Predicting the mechanical properties of pristine and defective carbon nanotubes using a random forest model†
Abstract
Data-driven models have lately emerged as a faster and less time-consuming method for computing material properties than computationally expensive conventional molecular dynamics and density functional theory-based simulations. Here, we developed a random forest (RF) model for comprehensively predicting mechanical properties such as stress and Poisson's ratio under varying strain and ultimate tensile strain of pristine and defective carbon nanotubes (CNTs). The variations in stress and Poisson's ratio with the strain of CNTs with a 0.4–2 nm diameter range were calculated by classical molecular dynamics simulations and characterized using parameters extracted from fitting polynomial equations.

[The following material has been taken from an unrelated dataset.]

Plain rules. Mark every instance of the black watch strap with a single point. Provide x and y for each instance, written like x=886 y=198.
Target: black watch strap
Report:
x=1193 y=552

The fitting parameters and ultimate tensile strength showed distinct dependency on chiral indices, chiral angles, radii, and the presence of defects in CNTs, which constituted the target dataset. The dataset features were selected through principal component analysis, and the correlation with targets was scrutinized. We performed a comparative analysis of different machine learning algorithms for predicting mechanical properties, revealing the RF model as the best-performing algorithm. The RMSE for the stress–strain curve had a maximum value of 0.013 and 0.0143 for pristine and defective CNTs, respectively, while the correlation coefficients were ≫ 0.99 for all CNTs, showcasing the excellent predictive power of the model. The model made excellent predictions of properties for CNTs with diameters >2 nm, which is beyond the training dataset range, demonstrating the robustness of the model as a substitute for MD simulation. The insight gained from this study will benefit the research of nanocomposites, nanoelectronics, and nanomechanical systems incorporating CNTs.